Eddie feels sluggish and is prone to crashes
Eddie, the AirVPN visual interface, is based on Mono and sometimes feels unresponsive. Eddie is subject to random crashes, although they do not happen very often:

Even if the AirVPN GUI crashes, active OpenVPN connections will not be interrupted.
“No latency” used to be a good thing
Another common problem with Eddie is the disappearance of the “latency” values from the servers list – for no apparent reason. Active OpenVPN connections will stay alive, but connecting to a different VPN server without latency information makes no sense.

After disconnecting and restarting Eddie, the “latency” column will reappear – but restarting Eddie will interrupt the current connection.
AirVPN on Linux pros & cons
AirVPN pros
- Most complete graphical user interface on Linux (Eddie)

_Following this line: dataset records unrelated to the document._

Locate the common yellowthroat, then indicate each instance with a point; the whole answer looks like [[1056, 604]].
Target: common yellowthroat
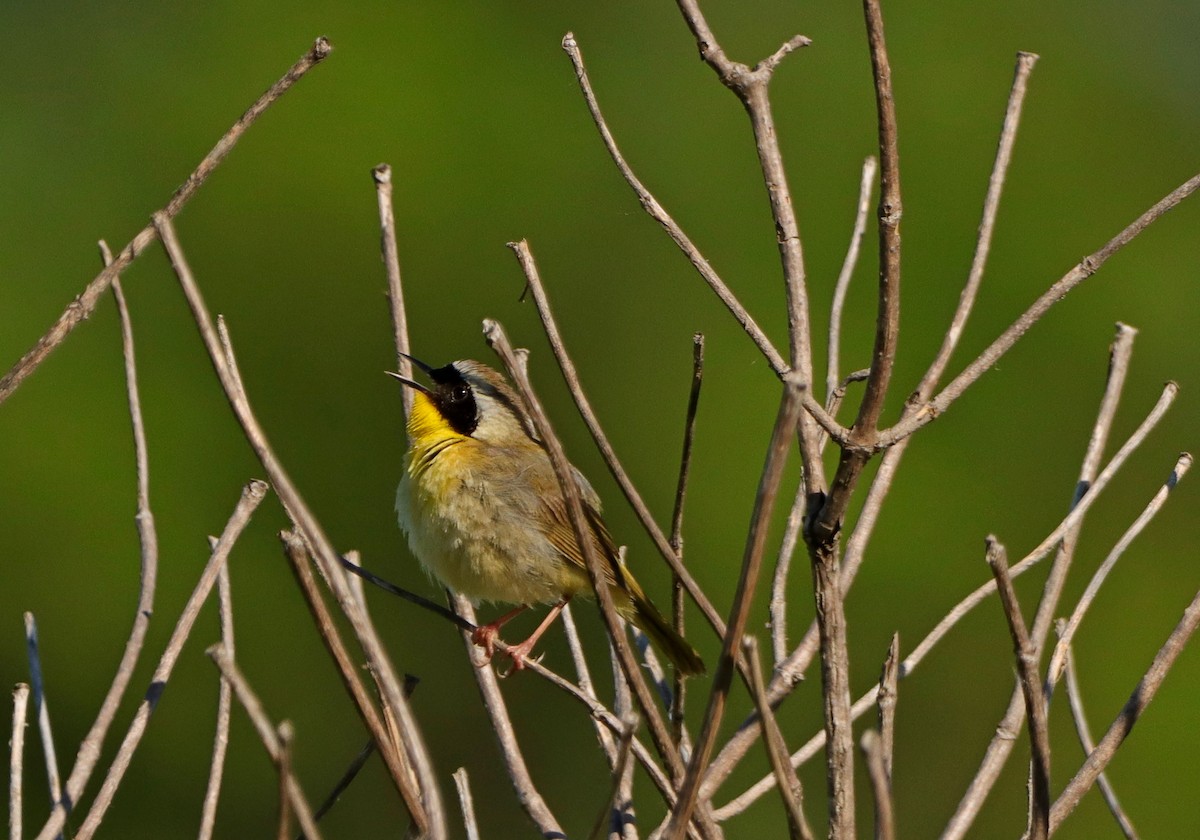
[[484, 513]]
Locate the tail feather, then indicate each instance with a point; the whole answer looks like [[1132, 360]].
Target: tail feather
[[651, 622]]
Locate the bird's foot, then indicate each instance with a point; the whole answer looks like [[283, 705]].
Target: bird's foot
[[485, 636], [520, 655]]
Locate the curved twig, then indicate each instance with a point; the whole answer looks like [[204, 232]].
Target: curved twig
[[83, 306]]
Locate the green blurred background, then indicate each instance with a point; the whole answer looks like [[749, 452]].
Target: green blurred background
[[106, 108]]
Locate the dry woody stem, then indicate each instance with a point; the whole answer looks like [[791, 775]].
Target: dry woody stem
[[1031, 687], [83, 306]]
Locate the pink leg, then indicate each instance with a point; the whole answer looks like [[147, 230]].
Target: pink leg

- Whitelisting and blacklisting of countries and servers
- Eddie and Hummingbird are open source software released under GPLv3
AirVPN cons
- Sluggish and crash-prone GUI
- Outdated UI design, no HiDPI support
- No WireGuard support
AirVPN has a many options that no other VPN offers on Linux, for example whitelisting / blacklisting entire countries or specific servers, a “Network Lock” (kill switch) based on firewall rules, Tor integration and a home-brew OpenVPN version 3.
AirVPN’s visual interface for Linux (Eddie) offers more options than any other VPN GUI on this platform. Despite being a bit unstable and antiquated, Eddie is probably one of the best options for Linux users in 2021.